Atak za atakiem
Treść
W Iraku nie ustają ataki partyzantów na żołnierzy sił okupacyjnych oraz współpracujących z nimi Irakijczyków. Aby uniemożliwić Amerykanom uspokojenie sytuacji w Iraku, sunniccy bojówkarze chcą sprowokować wojnę domową, atakując także cywilów. Wczoraj w serii ataków w Bagdadzie i okolicach zginęło kilkudziesięciu Irakijczyków.
W pięciu następujących po sobie wybuchach przydrożnych bomb pułapek w Bagdadzie zginęło 12 Irakijczyków, a 37 zostało rannych. Nieco później 14 Irakijczyków poniosło śmierć, a co najmniej sześciu zostało rannych w podwójnym zamachu samobójczym, gdy w pobliżu bazy amerykańskiej Camp Victory przy drodze na lotnisko pod Bagdadem wybuchły dwa samochody pułapki. Wczoraj znaleziono także ciało syna Midhata Mahmudiego, prezesa Sądu Najwyższego Iraku. Ciała Ahmeda Mahmudiego i jego dwóch ochroniarzy odnaleziono w sunnickiej dzielnicy Bagdadu Azamiji.

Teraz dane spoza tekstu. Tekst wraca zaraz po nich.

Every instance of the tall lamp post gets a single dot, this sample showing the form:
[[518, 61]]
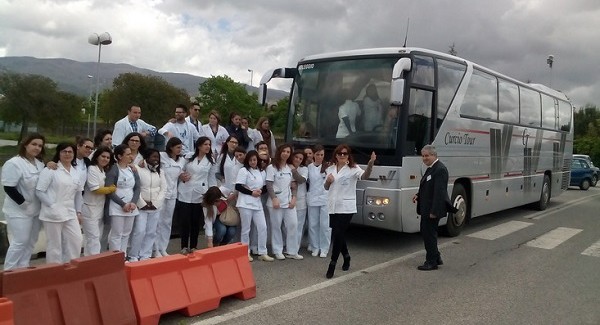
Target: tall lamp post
[[251, 76], [95, 39], [550, 61]]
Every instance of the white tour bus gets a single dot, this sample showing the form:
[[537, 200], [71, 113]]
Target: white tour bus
[[505, 143]]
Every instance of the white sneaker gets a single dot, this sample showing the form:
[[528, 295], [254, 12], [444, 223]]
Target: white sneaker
[[266, 258], [296, 257]]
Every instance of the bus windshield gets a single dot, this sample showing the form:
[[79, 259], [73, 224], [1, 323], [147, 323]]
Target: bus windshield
[[344, 101]]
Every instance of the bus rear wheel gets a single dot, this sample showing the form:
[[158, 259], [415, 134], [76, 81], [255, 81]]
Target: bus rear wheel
[[456, 221]]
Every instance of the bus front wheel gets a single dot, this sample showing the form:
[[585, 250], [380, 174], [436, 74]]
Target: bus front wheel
[[456, 221]]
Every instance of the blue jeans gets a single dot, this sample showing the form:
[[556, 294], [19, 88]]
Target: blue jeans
[[222, 234]]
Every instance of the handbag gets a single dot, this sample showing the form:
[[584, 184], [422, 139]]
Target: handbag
[[230, 216]]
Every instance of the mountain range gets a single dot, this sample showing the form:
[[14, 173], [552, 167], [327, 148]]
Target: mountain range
[[79, 77]]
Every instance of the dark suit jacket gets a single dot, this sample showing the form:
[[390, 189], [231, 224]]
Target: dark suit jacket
[[433, 192]]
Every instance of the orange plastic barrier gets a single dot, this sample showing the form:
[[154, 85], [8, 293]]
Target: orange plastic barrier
[[192, 284], [6, 312], [88, 290]]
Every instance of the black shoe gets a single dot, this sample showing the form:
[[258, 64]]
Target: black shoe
[[330, 270], [346, 265], [427, 267]]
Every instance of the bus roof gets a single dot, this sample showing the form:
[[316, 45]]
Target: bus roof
[[406, 50]]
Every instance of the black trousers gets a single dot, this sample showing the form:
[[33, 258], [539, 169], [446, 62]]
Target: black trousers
[[339, 223], [429, 232], [191, 218]]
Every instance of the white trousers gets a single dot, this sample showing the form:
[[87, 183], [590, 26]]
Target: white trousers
[[165, 221], [144, 234], [120, 229], [250, 217], [319, 233], [64, 241], [24, 232], [93, 226], [289, 218], [301, 221]]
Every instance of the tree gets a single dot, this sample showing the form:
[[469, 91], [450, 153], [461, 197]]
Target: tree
[[34, 99], [224, 95], [153, 94]]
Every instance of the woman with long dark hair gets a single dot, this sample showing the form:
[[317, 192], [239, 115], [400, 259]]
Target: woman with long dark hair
[[171, 163], [94, 197], [60, 192], [153, 186], [21, 206], [201, 168], [341, 180]]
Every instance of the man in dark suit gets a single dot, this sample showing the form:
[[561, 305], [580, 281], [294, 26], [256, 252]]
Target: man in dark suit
[[432, 204]]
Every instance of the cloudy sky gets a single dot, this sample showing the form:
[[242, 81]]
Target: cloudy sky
[[207, 37]]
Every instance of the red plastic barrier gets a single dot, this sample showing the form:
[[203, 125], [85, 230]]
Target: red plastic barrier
[[88, 290], [6, 312], [192, 284]]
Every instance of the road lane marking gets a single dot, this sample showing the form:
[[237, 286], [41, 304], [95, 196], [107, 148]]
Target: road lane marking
[[593, 250], [500, 230], [560, 208], [553, 238], [322, 285]]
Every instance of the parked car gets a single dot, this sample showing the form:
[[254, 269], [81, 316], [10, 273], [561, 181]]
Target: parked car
[[596, 176], [582, 173]]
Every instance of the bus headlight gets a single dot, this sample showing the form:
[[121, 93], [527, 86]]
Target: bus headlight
[[378, 200]]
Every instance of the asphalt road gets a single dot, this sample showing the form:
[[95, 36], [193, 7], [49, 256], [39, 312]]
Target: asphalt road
[[515, 267]]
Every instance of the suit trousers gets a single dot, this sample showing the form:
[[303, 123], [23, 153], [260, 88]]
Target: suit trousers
[[429, 228]]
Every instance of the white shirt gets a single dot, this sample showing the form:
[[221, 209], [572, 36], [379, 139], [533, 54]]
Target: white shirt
[[125, 185], [202, 174], [216, 140], [230, 171], [301, 191], [253, 179], [255, 137], [123, 128], [153, 187], [61, 185], [351, 110], [172, 170], [282, 182], [198, 127], [19, 172], [95, 179], [186, 132], [372, 113], [342, 192], [317, 194]]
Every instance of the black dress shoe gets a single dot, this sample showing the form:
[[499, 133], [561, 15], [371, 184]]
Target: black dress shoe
[[427, 267], [330, 270], [346, 265]]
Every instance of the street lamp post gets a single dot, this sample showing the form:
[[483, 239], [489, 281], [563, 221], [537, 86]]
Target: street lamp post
[[550, 61], [89, 103], [95, 39]]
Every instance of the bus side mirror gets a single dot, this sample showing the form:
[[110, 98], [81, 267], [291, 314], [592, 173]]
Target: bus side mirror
[[397, 92], [398, 82]]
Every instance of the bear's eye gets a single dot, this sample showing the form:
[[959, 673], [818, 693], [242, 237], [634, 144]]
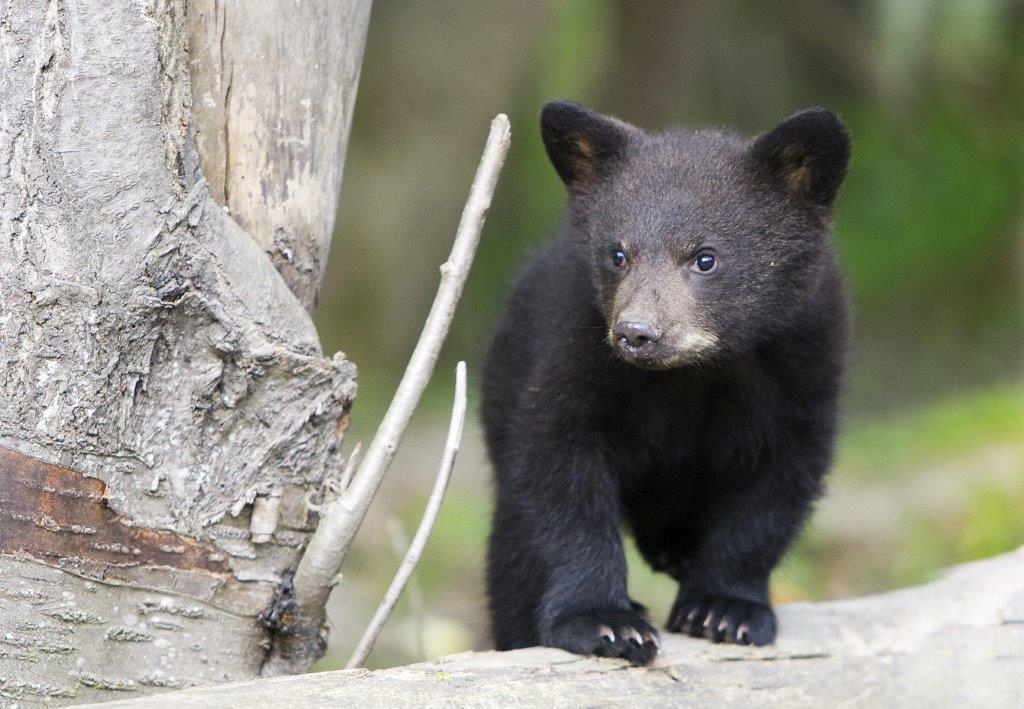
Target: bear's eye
[[705, 262]]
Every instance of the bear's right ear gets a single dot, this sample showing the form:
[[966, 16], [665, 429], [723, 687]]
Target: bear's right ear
[[582, 144]]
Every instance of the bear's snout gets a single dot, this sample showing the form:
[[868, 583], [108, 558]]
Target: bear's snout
[[636, 338]]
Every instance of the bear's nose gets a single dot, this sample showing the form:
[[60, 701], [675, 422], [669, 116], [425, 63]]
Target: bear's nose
[[636, 336]]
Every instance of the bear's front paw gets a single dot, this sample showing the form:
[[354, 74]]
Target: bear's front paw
[[721, 619], [607, 633]]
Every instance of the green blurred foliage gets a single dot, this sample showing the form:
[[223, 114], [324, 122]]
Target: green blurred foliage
[[929, 224]]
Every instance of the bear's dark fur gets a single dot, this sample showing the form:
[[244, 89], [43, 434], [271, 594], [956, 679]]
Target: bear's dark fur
[[671, 362]]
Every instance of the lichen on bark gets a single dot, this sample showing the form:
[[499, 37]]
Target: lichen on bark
[[148, 344]]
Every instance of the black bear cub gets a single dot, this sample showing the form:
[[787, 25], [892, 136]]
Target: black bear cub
[[670, 363]]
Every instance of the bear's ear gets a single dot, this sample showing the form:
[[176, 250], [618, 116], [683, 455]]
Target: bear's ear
[[805, 156], [582, 144]]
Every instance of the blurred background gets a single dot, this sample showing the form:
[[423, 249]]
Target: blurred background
[[930, 226]]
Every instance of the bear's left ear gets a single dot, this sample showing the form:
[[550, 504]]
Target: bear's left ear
[[805, 156]]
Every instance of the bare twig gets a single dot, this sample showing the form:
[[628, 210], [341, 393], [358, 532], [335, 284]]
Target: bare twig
[[298, 645], [426, 525], [353, 460], [417, 606]]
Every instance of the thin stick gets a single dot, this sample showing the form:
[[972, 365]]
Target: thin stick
[[426, 525], [353, 460], [340, 518], [417, 607]]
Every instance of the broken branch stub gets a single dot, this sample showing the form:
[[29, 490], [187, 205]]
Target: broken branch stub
[[298, 644]]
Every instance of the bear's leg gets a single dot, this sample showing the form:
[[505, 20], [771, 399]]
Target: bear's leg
[[560, 525], [723, 594]]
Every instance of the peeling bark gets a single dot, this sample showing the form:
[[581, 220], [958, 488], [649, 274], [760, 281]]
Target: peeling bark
[[158, 374], [269, 147]]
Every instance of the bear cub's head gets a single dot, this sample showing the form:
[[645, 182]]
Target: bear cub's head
[[700, 244]]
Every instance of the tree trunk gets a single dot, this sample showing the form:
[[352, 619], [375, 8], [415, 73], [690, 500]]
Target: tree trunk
[[957, 641], [160, 376]]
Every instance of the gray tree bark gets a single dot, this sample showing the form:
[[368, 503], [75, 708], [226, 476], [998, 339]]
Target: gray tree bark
[[168, 180], [957, 641]]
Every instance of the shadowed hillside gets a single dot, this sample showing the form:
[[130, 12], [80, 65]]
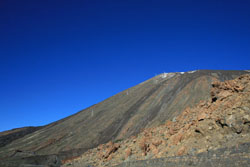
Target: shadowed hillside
[[123, 115]]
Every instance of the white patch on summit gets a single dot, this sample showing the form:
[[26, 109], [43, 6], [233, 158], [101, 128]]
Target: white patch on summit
[[167, 75]]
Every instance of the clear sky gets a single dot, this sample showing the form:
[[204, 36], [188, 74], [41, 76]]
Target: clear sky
[[60, 56]]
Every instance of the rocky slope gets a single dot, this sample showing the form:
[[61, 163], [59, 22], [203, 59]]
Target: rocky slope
[[121, 116], [221, 122]]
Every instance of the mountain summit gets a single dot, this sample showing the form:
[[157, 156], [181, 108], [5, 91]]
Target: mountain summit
[[147, 105]]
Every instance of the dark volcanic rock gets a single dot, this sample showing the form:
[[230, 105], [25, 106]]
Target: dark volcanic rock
[[224, 157], [146, 105]]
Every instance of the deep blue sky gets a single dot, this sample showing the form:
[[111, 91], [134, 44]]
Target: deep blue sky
[[58, 57]]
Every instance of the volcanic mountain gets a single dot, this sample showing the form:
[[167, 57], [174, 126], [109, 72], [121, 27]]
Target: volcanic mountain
[[147, 105]]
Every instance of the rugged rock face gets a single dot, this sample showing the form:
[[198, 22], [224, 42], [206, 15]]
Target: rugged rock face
[[146, 105], [221, 122]]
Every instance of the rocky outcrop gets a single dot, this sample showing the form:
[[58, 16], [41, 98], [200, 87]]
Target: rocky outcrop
[[207, 127], [144, 106]]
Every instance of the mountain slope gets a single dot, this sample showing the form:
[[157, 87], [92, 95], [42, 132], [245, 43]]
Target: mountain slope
[[146, 105], [215, 126]]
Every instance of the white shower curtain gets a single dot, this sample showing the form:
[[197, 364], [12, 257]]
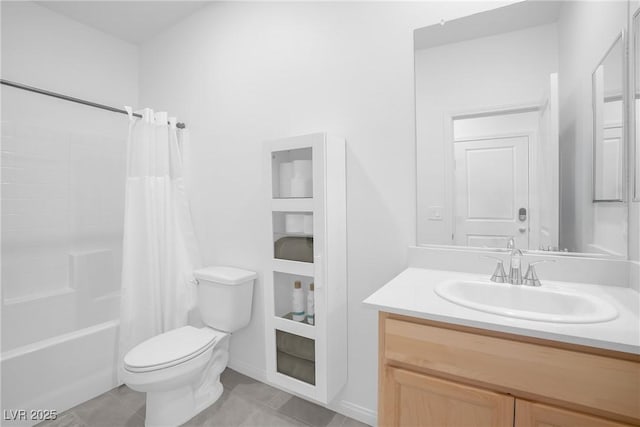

W sobotę późnym wieczorem wybuch bomby pułapki uszkodził szyicki meczet w rejonie na wschód od miasta Bakuba. Eksplozja nie spowodowała ofiar. Był to drugi w tym roku atak na szyicką świątynię po lutowym zamachu na Złoty Meczet w Samarrze. Zamach na Złoty Meczet, jedno z czterech najważniejszych sanktuariów szyickich w Iraku, wywołał falę odwetowych ataków na meczety sunnickie i sunnitów i zepchnął kraj na krawędź wojny domowej.
Z kolei w zamachach na żołnierzy sił okupacyjnych zginęło w sobotę dwóch Brytyjczyków i jeden Amerykanin. Dzień wcześniej partyzanci kilkunastoma pociskami ostrzelali bazę polskich wojsk Echo w Diwaniji. Ministerstwo Obrony Narodowej podało, że nikt z żołnierzy ani personelu cywilnego nie został ranny. Ostrzał spowodował straty materialne.